4. THUNDERCAT - DRUNK TOUR
Thundercat spent the early part of his career touring with Erykah Badu and Suicidal Tendencies, gaining recognition for his lightening speed playing and unorthodox approach to playing the bass. But, in recent years Thundercat has grown as a vocalist, which has helped to expand his musical capabilities. With the release of his 3rd studio album, Drunk it seems as if Thundercat's sound has come full circle. On March 4th, Thundercat played Philadelphia's Union Transfer in support of his new album, fusing the improvisation common in jazz, with vocals reminiscent of 80's R&B.
3. Solange - 10th Annual Roots Picnic
Following the release of A Seat At The Table, Solange has experienced an incredible two year run. Billed as one of the headliners for the 10th annual Roots Picnic, Solange delivered a powerfully, and aesthetically satisfying set. Complimented with a 10-piece band, Solange's live show is equally powerful as it is gentle, offering a tonal quality that is a pleasure to hear.
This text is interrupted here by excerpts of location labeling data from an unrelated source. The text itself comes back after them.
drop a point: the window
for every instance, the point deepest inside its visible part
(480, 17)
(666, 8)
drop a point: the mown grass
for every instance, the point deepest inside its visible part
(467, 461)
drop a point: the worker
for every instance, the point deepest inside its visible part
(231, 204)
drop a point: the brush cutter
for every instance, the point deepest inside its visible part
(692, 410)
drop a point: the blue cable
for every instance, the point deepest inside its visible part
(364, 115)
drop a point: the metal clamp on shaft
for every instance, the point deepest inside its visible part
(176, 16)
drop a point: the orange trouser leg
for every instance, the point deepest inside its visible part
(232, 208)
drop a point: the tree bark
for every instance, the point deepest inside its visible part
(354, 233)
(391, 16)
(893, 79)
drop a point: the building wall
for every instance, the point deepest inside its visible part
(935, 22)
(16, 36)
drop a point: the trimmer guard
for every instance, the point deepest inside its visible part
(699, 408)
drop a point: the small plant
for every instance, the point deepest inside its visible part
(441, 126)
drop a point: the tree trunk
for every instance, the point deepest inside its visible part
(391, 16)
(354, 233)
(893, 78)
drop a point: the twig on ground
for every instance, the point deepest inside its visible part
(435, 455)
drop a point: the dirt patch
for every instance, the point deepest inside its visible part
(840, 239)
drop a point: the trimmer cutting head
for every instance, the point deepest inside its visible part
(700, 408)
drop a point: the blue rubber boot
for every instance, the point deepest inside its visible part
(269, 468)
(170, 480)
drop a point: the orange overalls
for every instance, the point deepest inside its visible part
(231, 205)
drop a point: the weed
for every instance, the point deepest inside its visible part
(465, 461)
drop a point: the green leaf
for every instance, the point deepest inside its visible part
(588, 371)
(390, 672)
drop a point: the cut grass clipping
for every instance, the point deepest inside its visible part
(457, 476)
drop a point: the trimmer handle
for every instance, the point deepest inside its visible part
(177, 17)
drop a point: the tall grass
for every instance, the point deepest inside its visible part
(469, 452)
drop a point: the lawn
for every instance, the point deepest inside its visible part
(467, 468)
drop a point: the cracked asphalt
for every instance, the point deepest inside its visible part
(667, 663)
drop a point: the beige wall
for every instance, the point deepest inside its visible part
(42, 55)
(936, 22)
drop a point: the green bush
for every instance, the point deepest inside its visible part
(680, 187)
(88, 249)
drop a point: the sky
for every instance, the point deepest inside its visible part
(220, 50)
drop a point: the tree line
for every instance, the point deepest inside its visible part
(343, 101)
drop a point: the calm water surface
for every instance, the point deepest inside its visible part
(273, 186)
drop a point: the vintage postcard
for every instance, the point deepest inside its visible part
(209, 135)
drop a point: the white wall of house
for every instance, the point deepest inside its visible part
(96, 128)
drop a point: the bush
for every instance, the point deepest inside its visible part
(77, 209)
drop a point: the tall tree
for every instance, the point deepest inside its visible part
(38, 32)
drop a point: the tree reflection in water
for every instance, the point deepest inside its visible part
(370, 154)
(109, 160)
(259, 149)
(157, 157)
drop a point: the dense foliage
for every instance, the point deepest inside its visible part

But, what sets Solange apart from other artists is her eye for stage design and making a full concert experience.
2. Moses Sumney - Aromanticism Tour
On October 12th, Moses Sumney and his band played in front of a packed room in the basement of Philadelphia's First Unitarian Church. While Sumney doesn't consider himself a Gospel artist in the traditional sense, one can see the spiritual, and introspective elements in his music. Performing in a dark room sparingly illuminated by a few light posts, Sumney appeared only as a silhouette. Sumney's approach to the live show is anything but typical, accompanied by a guitarist and bassist, who also doubled as a saxophonist, and using a combination of vocal and instrumental loopers, Sumney often "built" songs on stage, meticulously composing harmonies, and stacking synth and guitar parts. As a performer, what makes Sumney stand out is his ability to convey the emotion and passion of his music, lyrically, but also through musical dynamics, creating an atmosphere that feels almost palpable.
1. Kendrick Lamar - The DAMN. Tour
After releasing his 4th studio album in April, Kendrick Lamar set out on The DAMN. Tour. Lamar has evolved with each album, seemingly becoming stronger and more adept at performing. In 2012, Lamar spent time on tour opening for Kanye West's Yeezus Tour in support of good kid, m.A.A.d. city. In 2015, Lamar made his first headlining tour, Kunta's Groove Sessions, which was dedicated to small, intimate music venues. This year, Lamar's DAMN. Tour was committed to a more intricate and extravagant show. Much of the show played like a movie, as Lamar assumed the character of Kung Fu Kenny - his alter ego, a rapping, Kung Fu legend. Backed by a 3-piece band positioned off stage, many of the songs were rearranged for the live show, as drum hits were punctuated with fire works and rotating lights. Positioned over the stage were two large screens playing clips from his music videos and adding extra lighting effects. Lamar's tour was more than just him playing songs from the album - it was an assertion of his place in Hip-Hop, music, and history.